How do brand colours impact Web accessibility?
Turns out, quite a bit.
Take a look at the video below for a very clear-cut example of how colour accessibility impacts an audiences’ ability to understand the impact of your brand.
As a marketer, it’s your job to recognize that all elements in your brand should have enough colour contrast. You need to ensure that everyone, regardless of their ability to see colour, can understand what you’re trying to convey. Otherwise, your audience might not even be sure of which team their cheering for. 🙈
Still not convinced brand colours impact Web accessibility?
Take a look at the two images below and consider which is easier to read at first glance:
The changes are subtle but significant.
When you look at these two images side by side, you can see that the one on the left is easier on the eyes. Although the colours that they use are extremely similar, the reason that the one on the left is more visually pleasing is that the colours are compliant with Web Content Accessibility Guidelines 2.0 (WCAG 2.0).
What are Web Content Accessibility Guidelines 2.0?
WCAG 2.0 is a set of guidelines published by the World Wide Web Consortium’s (W3C) Web Accessibility Initiative (WAI). These two established groups have been working to make the internet a more accessible place for many years. The goal of the guidelines is to provide everyone with a clearer set of parameters that developers, brand managers, and marketers apply to their web content.
In terms of colour accessibility, brands should use contrast to measure the difference between two colours. Said differently, instead of thinking about how different colours go together aesthetically, you also need to consider how easy they are to see if you have any type of visual impairments. Please rewatch the video above if you’re still feeling unconvinced.
In the guidelines, the differences in colour are looked at in terms of brightness, which is then measured as a ratio. For example, white on white would have a ratio of 1:1 and black on white would have a ratio of 21:1. Using these ratios is what will help guide you in choosing colours and tones for your brand material so that everyone can easily see them.
Colour accessibility tools
- This is a colour accessibility tool I work with regularly.
- This is a thorough example of the process of how one designer updated her entire brand to ensure it met the Web accessibility guidelines.

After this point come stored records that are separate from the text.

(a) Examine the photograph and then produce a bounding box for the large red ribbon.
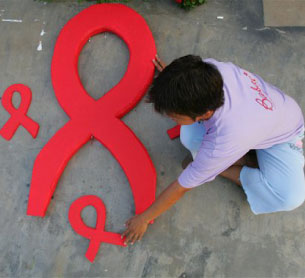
[68,195,126,263]
[27,4,156,217]
[0,84,39,140]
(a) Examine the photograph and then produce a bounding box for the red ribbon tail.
[27,120,91,217]
[22,115,40,138]
[101,232,126,246]
[86,239,101,263]
[93,119,156,215]
[0,117,19,140]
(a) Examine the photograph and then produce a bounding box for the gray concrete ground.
[0,0,305,277]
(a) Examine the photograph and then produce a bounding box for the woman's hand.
[121,180,191,246]
[121,214,149,245]
[153,54,166,72]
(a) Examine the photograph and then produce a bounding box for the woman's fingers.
[125,231,138,245]
[138,233,144,242]
[121,229,128,239]
[153,58,164,72]
[125,219,131,226]
[130,233,139,245]
[156,54,166,69]
[121,215,148,245]
[121,227,143,245]
[153,54,166,72]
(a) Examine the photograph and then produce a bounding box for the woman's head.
[147,55,224,125]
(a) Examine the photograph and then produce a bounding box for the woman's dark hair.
[147,55,224,120]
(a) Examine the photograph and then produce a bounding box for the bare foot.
[234,151,258,168]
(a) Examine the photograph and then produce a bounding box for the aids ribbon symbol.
[27,4,156,217]
[68,195,125,263]
[0,84,39,140]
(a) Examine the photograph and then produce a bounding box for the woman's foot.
[235,150,259,168]
[219,150,259,186]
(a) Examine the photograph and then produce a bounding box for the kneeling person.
[121,55,305,245]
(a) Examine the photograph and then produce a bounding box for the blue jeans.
[180,122,305,214]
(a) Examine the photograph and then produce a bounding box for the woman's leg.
[240,136,305,214]
[219,150,259,185]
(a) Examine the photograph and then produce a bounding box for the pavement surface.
[263,0,305,27]
[0,0,305,277]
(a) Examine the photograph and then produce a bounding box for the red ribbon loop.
[69,195,125,263]
[0,84,39,140]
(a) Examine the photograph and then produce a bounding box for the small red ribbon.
[69,195,126,263]
[0,84,39,140]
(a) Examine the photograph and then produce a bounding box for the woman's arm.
[121,180,192,245]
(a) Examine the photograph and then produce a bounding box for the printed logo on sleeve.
[243,71,274,111]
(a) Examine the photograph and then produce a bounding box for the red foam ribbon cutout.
[27,4,156,217]
[167,125,181,140]
[0,84,39,140]
[69,195,125,263]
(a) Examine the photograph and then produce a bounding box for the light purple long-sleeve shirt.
[178,58,304,188]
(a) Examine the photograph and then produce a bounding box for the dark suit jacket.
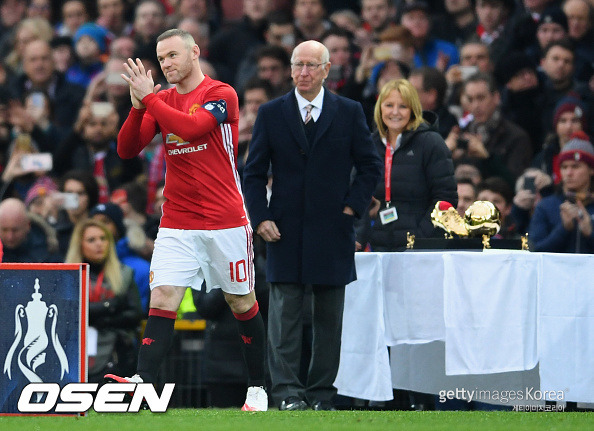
[243,89,381,286]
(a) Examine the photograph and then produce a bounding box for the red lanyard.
[90,271,104,303]
[385,144,393,207]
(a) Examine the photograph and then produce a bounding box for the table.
[334,251,594,404]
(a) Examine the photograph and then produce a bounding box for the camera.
[91,102,115,118]
[523,176,536,193]
[456,138,469,151]
[54,192,80,209]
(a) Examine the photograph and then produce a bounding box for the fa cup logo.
[3,278,69,399]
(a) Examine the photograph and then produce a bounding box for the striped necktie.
[304,104,314,124]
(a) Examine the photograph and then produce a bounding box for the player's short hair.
[157,28,195,50]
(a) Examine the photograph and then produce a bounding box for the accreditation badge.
[379,206,398,225]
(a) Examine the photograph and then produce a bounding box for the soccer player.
[104,28,268,412]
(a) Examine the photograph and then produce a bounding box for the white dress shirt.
[295,87,324,123]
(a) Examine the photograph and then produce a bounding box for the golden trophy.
[464,201,501,237]
[421,201,503,250]
[430,201,469,237]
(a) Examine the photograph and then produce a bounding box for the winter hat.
[89,202,126,239]
[558,131,594,168]
[538,7,568,32]
[25,176,57,207]
[73,23,108,54]
[494,51,536,86]
[401,1,430,15]
[553,96,587,131]
[50,35,73,49]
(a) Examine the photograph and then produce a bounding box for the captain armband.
[202,99,228,124]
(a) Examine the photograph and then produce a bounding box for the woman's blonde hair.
[65,218,123,295]
[5,18,54,70]
[373,78,425,140]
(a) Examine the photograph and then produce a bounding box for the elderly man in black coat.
[243,40,381,411]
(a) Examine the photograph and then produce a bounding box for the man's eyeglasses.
[291,62,327,72]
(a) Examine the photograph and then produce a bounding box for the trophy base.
[405,237,523,251]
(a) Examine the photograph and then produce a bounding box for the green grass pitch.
[1,409,593,431]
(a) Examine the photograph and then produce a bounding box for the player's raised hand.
[122,58,161,107]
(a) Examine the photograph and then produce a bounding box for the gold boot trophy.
[429,201,501,249]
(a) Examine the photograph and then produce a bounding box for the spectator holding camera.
[53,169,99,257]
[9,91,61,155]
[444,39,494,111]
[511,167,554,234]
[0,132,52,202]
[529,133,594,253]
[84,57,134,128]
[14,39,86,138]
[447,72,531,184]
[354,25,415,90]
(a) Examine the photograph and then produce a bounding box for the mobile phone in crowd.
[29,92,46,109]
[523,177,536,193]
[459,65,479,80]
[91,101,114,118]
[53,192,80,209]
[456,138,469,151]
[105,73,126,86]
[20,153,53,171]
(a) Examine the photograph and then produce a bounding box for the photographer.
[446,72,531,186]
[510,168,553,235]
[529,134,594,253]
[9,91,61,156]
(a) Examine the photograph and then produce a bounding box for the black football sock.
[136,309,177,383]
[233,301,266,388]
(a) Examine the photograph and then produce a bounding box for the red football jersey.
[118,76,247,230]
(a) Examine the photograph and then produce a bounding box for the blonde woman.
[360,78,457,251]
[66,218,142,382]
[5,17,54,74]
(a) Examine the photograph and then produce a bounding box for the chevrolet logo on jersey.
[166,133,190,146]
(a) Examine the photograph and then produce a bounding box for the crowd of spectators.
[0,0,593,409]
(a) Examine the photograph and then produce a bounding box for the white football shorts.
[149,225,255,295]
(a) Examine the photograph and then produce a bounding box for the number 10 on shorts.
[229,260,247,282]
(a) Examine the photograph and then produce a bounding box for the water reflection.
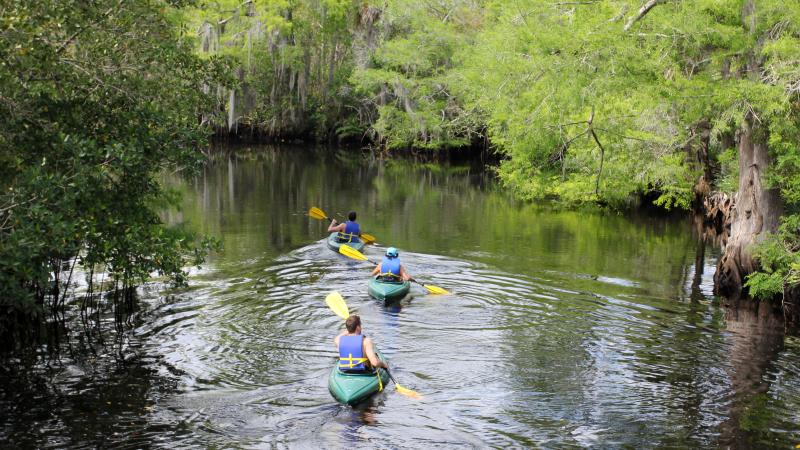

Better readability helps everyone
Today, we use a range of devices, such as smartphones and laptops, to browse online. We all use different apps and have different screen settings. Understanding what this means to your work and how it impacts people will help you understand why Web accessibility needs to be a priority. When you include colours that are accessible based on contrast ratios you’re creating material that better serves everyone.